Try GOLDWAVE off of CNET.com and resample MP3 to a WAV file at 96k.... lots of difference for free :T


----------



## gorb (Sep 5, 2010)

RTS100x5 said:


> Try GOLDWAVE off of CNET.com and resample MP3 to a WAV file at 96k.... lots of difference for free :T


what


----------



## fusseli (May 1, 2007)

You can't add data back in when a lossy compression algorithm has already stripped some out...


----------



## DanTheMan (Oct 12, 2009)

For a blind test, I just posted one here: http://www.hometheatershack.com/forums/audio-processing/52143-wav.html#post474600

Check it out to see WAV vs AAC 320

Dan


----------



## ghost rider (Dec 29, 2010)

gdstupak said:


> https://www.hdtracks.com/
> HDTracks is what I've been using lately, they have standard CD quality 44/16 resolution, and quite a bit of higher resolution 96/24.
> Mostly jazz and classical, not much rock. But they are adding more and more rock all the time.

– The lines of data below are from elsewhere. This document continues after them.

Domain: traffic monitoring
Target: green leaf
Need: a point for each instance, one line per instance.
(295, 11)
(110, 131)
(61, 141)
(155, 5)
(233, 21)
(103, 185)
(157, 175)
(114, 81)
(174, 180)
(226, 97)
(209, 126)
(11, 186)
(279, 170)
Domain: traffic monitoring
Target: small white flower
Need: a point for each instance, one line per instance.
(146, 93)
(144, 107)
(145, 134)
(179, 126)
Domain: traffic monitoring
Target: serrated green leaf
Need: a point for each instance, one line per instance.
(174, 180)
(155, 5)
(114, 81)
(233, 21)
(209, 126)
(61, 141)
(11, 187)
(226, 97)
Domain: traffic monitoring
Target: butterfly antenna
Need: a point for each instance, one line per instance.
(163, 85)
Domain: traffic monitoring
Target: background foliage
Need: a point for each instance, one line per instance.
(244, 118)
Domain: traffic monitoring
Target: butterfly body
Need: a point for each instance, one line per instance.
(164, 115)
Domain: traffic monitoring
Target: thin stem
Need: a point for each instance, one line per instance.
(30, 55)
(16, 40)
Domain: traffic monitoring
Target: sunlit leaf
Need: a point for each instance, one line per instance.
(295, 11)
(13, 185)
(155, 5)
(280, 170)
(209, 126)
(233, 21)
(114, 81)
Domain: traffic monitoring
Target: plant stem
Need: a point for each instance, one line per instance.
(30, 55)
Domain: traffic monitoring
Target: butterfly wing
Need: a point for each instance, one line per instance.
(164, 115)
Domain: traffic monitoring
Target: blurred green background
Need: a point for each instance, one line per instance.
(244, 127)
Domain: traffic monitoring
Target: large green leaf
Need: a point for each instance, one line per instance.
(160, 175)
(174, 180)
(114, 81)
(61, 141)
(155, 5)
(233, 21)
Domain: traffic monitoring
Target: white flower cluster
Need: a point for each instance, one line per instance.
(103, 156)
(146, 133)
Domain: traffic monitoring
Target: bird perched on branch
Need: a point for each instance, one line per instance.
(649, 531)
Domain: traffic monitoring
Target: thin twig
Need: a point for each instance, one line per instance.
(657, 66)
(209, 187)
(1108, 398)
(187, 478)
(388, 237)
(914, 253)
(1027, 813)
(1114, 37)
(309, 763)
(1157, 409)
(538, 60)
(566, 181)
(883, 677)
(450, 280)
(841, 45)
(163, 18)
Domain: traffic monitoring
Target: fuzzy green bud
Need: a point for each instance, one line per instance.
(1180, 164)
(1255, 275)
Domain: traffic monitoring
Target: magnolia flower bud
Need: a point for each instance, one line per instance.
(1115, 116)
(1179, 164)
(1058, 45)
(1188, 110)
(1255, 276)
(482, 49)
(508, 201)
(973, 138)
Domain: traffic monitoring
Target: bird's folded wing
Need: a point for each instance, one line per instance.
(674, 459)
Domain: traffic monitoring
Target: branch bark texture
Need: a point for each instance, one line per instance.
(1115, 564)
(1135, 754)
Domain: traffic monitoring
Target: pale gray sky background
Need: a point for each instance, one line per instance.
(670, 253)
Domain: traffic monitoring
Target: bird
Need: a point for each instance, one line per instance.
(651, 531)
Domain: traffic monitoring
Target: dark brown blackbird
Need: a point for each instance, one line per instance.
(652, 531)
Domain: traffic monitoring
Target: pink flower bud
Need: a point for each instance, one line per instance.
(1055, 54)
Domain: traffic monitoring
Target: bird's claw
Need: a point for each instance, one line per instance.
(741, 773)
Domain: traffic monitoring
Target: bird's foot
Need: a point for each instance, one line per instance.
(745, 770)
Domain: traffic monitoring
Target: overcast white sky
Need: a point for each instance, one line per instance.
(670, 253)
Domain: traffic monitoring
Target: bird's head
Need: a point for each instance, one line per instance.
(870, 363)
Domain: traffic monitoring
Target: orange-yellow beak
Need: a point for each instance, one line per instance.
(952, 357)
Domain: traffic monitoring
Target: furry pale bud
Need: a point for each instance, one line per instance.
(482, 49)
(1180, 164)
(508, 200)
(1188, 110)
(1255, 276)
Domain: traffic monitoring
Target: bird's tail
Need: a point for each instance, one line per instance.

I was checking these guys out. I was looking for the quality statement, where they tell you it was recorded off studio masters. I could not find it.

Yesterday I started remastering my old Jazz LPs @ 24/96 something like 4608 kbps. They sound great. I'm able to clean them up and I think it still has that analog sound. I can email a 100mb if someone would like to sample it. A couple of them I have a CD and LP it will interesting what I come up with.

If these guys at HDtracks are mastering off of LPs. It may not be worth the money.

PM me a email address


----------



## gdstupak (Jul 13, 2010)

Concerning HDTracks and mastering/quality:
This is one unreliable point with HDTracks. Although to be fair, I don't put the blame on HDTracks because they just sell what the music labels give them.
The music labels sell all the music downloads to HDTRacks. The music labels tell HDTracks that they have mastered certain downloads at certain qualities. Because of the high volume that HDTracks tries to provide, they do not have the manpower to check the quality for themselves.
Usually, the high bitrate downloads are the same masters that were used for the music label's SACD's, these high bitrate downloads were not redone specifically for HDTracks. It has been found that some of the higher bitrate SACD's (along with their higher bitrate downloadable counterparts) are just upsampled audio from the CD's master (shame, shame, shame). 
The online store, iTrax, is one that is very vocal about this upsampling tragedy and I think they say they actually test every download and offer a guarantee. Here is one of their latest articles concerning upsampling: http://www.itrax.com/Pages/ArticleDetails.php?aID=32

For a closer look at a proper high resolution download, check out the review here of Cobb's Corner: http://www.hometheaterhifi.com/medi...eviews/891-hd-music-reviews-october-2010.html

For a closer look at an upsampled download, check out the review here of Frederic Chopin - Piano Concerto No. 2 - Mari Kodama (this is the last review near bottom of page) : http://www.hometheaterhifi.com/medi...wnloads-for-the-audiophile-november-2010.html

There are several online stores that sell high resolution downloads, here is a link to a good list (below the list is a link to a custom search bar for high resolution music downloads): http://zeeblues.blogspot.com/2011/03/high-resolution-music-downloads.html


----------